The Father who would always chase his dreams as if he was a little kid... He was wildly irresponsible, and his attitude was somewhat careless. Regardless, I loved and admired him, as only a child could. Regardless of all of his flaws, he was an absolutely dazzling beacon of heroism to me... And I wanted to be like him one day myself. It also stands to reason that the cause behind my trying to be so reliable, was looking at how unreliable he himself was.


"Senpai? You've slept in quite late today." A voice calls out to me. I open my eyes and quickly become aware of how much pain my body is in. I feel exhausted, not just physically but mentally. My head feels very hazy. The door to my room slides open and Sakura gingerly enters. I attempt to sit up, only to realize that the condition my body is in won't allow for that too easily. I grunt in pain. She glances down towards me, her expression quickly shifting from curiosity to concern. She races down to my side. "Senpai!"

"Good morning, Sakura." An unusually casual response for this situation, but it's the first thing that comes to mind. She grabs me and helps me sit up. Doing so reveals a series of bruises along my arms and hands. The aches traveling throughout my body make me realize just how many more must cover the rest of me. My left leg feels like it could be broken. I glance up to her; she looks like she's slipping into shock seeing my condition. I suppose I can't really blame her.

"Senpai, what-?" She trails off, but the question pretty much asks itself. What happened?

"I..." I think back. What did happen? I remember a Knight in Blue, and- "There was... A woman. She was hurt, very badly, and..." I hesitate. The story sounds so outlandish even in my head, so I have no idea how I could repeat it out loud to Sakura. In fact, I'm pretty sure I shouldn't even if I could make it make sense. It's hard to separate what happened from my series of dreams last night; everything is hazy. I don't even remember getting home. "I don't know." I shake my head. "I'm not entirely sure." She stares at my hand, even more disturbed then before.

"Senpai, what's-?" I glance down at my hand, curious as to what could have her more perturbed then my current condition. I definitely see why she was so off-put; an intricate marking; it looks a lot like a tattoo, vaguely resembling the appearance of a sword is engraved on my left hand.

"I have no idea." I answer honestly. I stare at it equally dumbfounded. What the Hell actually happened last night? Sakura stares for what seems like a long time, but I suppose I can't really tell for sure; in this much pain, even a few seconds feels like a while.

"Sorry, Sakura. I didn't mean to sleep in. I'll help you with breakfast, okay?" I attempt to pull myself to my feet, but the condition of my leg quickly puts me back down. This isn't good.

"Senpai, you're in no condition to make breakfast like this." I try to argue with her, but considering I can't even stand up it's hard to make a compelling case. "You just rest, okay? I'm going to call Fujimura-sensei." She stands up and leaves my room very abruptly.

Great. Fuji-nee is the last person I need knowing about my condition. I have no idea what I could even say to her to explain this. I don't even get a chance to argue with Sakura about this, since I can't follow her out of the room. I lean back and close my eyes.
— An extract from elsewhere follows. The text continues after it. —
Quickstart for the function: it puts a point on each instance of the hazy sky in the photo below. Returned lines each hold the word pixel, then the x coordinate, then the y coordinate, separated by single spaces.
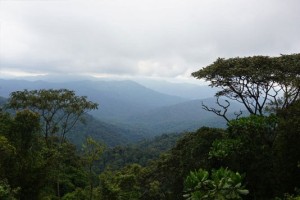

"I see you're awake, boy." A familiar voice fills my ears. "Good to see I didn't get too greedy. I was nervous for a second." My eyes shoot open, and a woman with a beauty like I've never seen fills my vision. Unnatural lavender hair, a beautiful violet shade of lipstick, deep blue eyes... Pointed ears? Everything about this situation is unreal, but more importantly, it reminds me of the Knight in Blue.

"How much of that was real?" I manage to ask the most obvious question before giving into my sense of panic.

"That depends on what you saw, Master. If you're referring to saving me from Lancer, well, that happened at the very least." Several thoughts fill my head. Lancer? Master? What does any of this mean?

"I'm lost. You're going to need to explain this to me." For starters, the most important question... "Why are you in my room?" She gives a small smile.

"Good to see you have your priorities in order, Master."